I went to the mall yesterday to change our cell phone service provider. In the course of things, I needed to go to the second floor. There were steps nearby, so I took them ... at a run ... two at a time. I had no trouble making it to the top that way and was not terribly winded when I got up there. That made me happy.

And then I considered that probably half of the able-bodied people at the mall at that time would not be able to do what I had just done, and I've been on chemotherapy for 2-1/2 months. And my blood boiled.

There is an epidemic of people who, given their choice of things to do, would most like to sit around and watch TV. Why don't they have cancer instead? Then they'd have a good excuse for numbing their brains and deteriorating their bodies all day. There are a zillion people who eat nothing healthy unless perhaps by accident (or in quantities that make it unhealthy anyway) and generally don't give a rat's ass about their health or their body (except maybe through lip service). Why can't they have cancer instead?

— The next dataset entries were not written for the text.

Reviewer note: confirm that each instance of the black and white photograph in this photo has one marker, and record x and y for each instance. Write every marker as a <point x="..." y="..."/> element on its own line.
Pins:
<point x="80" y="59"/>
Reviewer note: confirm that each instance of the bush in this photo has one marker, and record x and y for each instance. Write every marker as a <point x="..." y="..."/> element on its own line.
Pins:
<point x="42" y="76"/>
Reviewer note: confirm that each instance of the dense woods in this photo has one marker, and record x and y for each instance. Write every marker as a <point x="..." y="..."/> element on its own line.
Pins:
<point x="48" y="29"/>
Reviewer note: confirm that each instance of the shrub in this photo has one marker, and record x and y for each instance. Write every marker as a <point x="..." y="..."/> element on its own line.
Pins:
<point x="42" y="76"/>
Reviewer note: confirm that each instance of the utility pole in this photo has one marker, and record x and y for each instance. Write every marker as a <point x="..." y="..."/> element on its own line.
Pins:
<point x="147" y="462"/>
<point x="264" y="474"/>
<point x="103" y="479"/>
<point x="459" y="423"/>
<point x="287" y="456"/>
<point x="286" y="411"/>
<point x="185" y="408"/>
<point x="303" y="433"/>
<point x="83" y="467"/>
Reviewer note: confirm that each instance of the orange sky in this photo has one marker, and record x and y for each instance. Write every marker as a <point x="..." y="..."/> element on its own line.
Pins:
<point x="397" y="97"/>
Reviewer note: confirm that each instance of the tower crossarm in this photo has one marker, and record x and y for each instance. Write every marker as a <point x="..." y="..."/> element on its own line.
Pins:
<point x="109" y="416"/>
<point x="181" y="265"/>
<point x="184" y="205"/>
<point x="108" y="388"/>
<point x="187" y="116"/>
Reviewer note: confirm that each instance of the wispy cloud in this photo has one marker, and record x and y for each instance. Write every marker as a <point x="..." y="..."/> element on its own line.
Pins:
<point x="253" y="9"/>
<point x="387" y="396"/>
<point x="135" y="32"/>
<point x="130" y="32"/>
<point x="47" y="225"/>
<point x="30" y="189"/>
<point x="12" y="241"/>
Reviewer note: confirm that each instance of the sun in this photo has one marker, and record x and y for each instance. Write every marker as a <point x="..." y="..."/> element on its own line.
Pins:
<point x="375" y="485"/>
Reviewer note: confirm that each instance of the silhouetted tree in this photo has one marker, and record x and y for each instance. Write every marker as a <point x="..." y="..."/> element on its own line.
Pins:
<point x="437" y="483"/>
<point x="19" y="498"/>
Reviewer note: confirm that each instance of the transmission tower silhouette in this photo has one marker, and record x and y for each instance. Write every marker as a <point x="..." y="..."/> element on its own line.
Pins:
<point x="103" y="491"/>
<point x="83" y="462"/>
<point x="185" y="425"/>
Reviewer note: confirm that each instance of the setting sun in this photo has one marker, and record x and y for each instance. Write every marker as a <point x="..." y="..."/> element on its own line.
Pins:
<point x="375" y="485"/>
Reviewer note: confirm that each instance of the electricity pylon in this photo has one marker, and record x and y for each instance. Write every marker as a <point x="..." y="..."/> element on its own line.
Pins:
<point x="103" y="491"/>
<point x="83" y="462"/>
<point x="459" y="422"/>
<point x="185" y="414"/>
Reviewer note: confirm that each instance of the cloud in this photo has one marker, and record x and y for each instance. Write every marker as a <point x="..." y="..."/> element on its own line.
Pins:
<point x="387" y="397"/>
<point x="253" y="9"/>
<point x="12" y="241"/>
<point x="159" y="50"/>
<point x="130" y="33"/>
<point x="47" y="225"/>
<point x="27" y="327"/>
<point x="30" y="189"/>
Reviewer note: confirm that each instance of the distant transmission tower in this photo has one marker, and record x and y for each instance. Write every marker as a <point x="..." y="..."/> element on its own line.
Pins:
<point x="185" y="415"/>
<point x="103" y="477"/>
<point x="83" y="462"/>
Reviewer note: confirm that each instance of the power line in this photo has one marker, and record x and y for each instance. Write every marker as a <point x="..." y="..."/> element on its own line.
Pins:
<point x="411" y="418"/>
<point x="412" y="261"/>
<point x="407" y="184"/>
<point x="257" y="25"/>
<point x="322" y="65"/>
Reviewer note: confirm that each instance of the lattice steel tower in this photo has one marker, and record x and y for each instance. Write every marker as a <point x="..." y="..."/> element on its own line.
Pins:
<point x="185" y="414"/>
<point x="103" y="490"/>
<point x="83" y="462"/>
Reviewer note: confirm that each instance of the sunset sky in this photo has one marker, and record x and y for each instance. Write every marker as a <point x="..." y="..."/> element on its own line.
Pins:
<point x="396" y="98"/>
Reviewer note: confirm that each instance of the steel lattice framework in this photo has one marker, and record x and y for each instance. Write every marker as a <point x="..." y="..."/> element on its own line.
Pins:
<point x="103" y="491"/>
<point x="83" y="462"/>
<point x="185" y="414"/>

[Where did the phrase "I don't give a rat's ass come from, anyway? I don't even have any rats' asses to give...]

So in addition to being sulky and generally sad about being alone most of the time, I have this new hostility.

Enter TJ, who sometimes takes care of himself for a week or so (until it wears off) who would rather sit and watch TV more than anything else, as far as I can tell (based on actions).

This is not good. It doesn't make for a happy home or a happy marriage, which just adds on to the already-too-long list of shit to deal with.

So I've got all kinds of crap going on right now, when I really just want to go back to being the way I was two weeks ago. I don't know how to do that.